En defensa del Parlamento

En los años 20 del siglo pasado Kelsen, en su obra Esencia y valor de la democracia, hacía una encendida defensa de los procedimientos y la institución parlamentaria para la pervivencia del régimen democrático. Decía el ilustre jurista austríaco que, puesto que es científicamente imposible fijar valores absolutos y la sociedad moderna se ha asentado sobre el principio de la tolerancia, la democracia encuentra su sustento más firme en el respeto a las formas, a los procedimientos y en la consideración a las instituciones del Estado.

Aunque la situación de nuestro tiempo está lejos de las circunstancias que dieron lugar al alegato en defensa de la democracia parlamentaria de Kelsen, lo cierto es que no viene mal recordar sus argumentos para reprender la desatención de las formas, los procedimientos y las instituciones que se produce en nuestra democracia parlamentaria.

Todos somos conscientes de que los partidos son los sujetos políticos más importantes de nuestro tiempo. Algunos, incluso, hemos llegado a la conclusión de que esa preeminencia de los partidos no tiene porqué ser mala siempre que se ejerza con equilibrio y moderación. Ahora bien, es totalmente inaceptable y produce un enorme daño al sistema político que instituciones como son el Tribunal Constitucional o el Defensor del Pueblo -que nada tendrían que ver con los órganos representativos de no ser porque éstos participan en la elección de sus miembros- estén atascadas y viendo cómo se erosiona su imagen por el manoseo que los partidos hacen de los tiempos para elegir a sus componentes.

No es menor el daño que se hace a la democracia parlamentaria con el descuido y falta de atención que se tiene con el Parlamento, sus potestades y reglas de funcionamiento. Es una pena que haya tan poca voluntad por parte de los grupos parlamentarios para reformar el Reglamento del Congreso y la Cámara tenga que aceptar resignadamente ataques a su autonomía, dejación de sus funciones y deba desarrollar el día a día a golpe de prácticas, usos y costumbres cuando lo razonable sería que hubiera una norma clara de organización.

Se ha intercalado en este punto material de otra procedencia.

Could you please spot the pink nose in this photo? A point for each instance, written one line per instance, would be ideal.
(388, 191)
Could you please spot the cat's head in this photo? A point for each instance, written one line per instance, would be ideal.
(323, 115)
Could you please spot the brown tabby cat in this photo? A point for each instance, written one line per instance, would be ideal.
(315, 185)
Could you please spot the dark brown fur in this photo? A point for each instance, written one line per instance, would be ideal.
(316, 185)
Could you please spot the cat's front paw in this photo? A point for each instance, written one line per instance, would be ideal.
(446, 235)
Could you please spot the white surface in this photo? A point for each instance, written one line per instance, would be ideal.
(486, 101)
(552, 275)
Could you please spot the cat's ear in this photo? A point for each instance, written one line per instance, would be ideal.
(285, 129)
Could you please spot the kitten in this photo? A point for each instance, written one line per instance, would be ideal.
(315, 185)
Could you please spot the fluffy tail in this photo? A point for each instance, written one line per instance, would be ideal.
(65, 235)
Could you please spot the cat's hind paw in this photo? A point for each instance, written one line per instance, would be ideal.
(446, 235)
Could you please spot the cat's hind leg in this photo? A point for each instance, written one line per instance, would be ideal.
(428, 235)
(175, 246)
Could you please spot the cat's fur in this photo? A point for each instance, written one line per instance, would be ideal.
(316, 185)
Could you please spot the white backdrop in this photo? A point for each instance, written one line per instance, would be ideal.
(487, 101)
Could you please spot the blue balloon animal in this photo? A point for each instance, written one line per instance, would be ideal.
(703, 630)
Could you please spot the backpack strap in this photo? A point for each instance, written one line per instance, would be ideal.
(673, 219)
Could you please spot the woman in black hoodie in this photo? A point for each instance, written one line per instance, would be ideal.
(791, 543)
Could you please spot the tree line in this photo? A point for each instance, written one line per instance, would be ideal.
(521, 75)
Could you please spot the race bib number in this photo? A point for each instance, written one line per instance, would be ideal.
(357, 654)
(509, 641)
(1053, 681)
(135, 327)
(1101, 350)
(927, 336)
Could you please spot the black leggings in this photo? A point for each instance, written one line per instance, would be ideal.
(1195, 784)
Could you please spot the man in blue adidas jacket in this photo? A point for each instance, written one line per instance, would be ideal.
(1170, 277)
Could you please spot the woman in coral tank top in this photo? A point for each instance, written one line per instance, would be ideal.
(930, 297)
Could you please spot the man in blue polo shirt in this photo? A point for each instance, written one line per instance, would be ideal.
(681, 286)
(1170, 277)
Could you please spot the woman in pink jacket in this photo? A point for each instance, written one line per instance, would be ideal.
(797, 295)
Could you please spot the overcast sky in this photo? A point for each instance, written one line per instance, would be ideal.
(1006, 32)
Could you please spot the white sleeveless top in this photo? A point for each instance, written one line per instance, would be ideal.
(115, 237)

El último caso, del que tengo constancia, ha sido la creación de una Oficina Presupuestaria mediante Ley. Dicha Oficina, en cuanto que órgano del Parlamento para el seguimiento y control de la ejecución de los Presupuestos Generales del Estado, es una reclamación y una necesidad desde hace muchos años en el funcionamiento de nuestras Cortes Generales. Desde luego que constituida y organizada en las condiciones correctas debería convertirse en un instrumento de primer nivel para la información y control que los parlamentarios hacen de una materia tan importante y tan compleja como son los Presupuestos. Sin embargo, en las condiciones en que se ha creado no sólo no adquiere la relevancia que debería, sino que se constituye sin el más mínimo respeto al principio de autonomía normativa de las Cámaras que establece el artículo 72 de la CE. Como se introduce en la vida parlamentaria por la puerta pequeña no queda más remedio que diferir su organización y funcionamiento a una Resolución de la Presidencia de las Cámaras, que supone un nuevo varapalo al Parlamento y sus reglas de funcionamiento.

Tampoco se hace ningún favor a la institución parlamentaria cuando se crean comisiones de funcionamiento interno mediante ley, se organizan procedimientos de control político de la acción gubernamental en la Unión Europea donde decisiones fundamentales son evacuadas por el Gobierno que se ha de controlar, o se subvierten los procedimientos legislativos y mediante enmiendas se introducen reformas de leyes que nada tienen que ver con el objeto de la iniciativa legislativa en trámite (verbigracia la última reforma de la Ley Orgánica del Tribunal Constitucional o la Ley sobre Tráfico, Circulación de Vehículos a Motor y Seguridad Vial).

Todos sabemos que vivimos en una forma de gobierno de parlamentarismo racionalizado, donde por razones de necesidad para la gestión de la complejidad social y eficacia en el funcionamiento de las instituciones, el Ejecutivo ha adquirido una posición especialmente preeminente. Ahora bien, que el Parlamento abandone de forma tan exagerada las competencias, las formas y las funciones que le corresponden, supone una jibarización de la democracia que se traduce en descrédito para la política e irrelevancia de las instituciones. Pero -no lo olvidemos- el Poder nunca es una res nullius, y cuando se hace dejación de potestades aparecen los poderes informales que ocupan la posición y van transformando el sistema hasta que, un día, nuestra democracia se convierta en mera pantomima en manos de poderes ocultos que no responden ante nadie.

Elviro Aranda, profesor de Derecho Constitucional y diputado nacional del Grupo Socialista.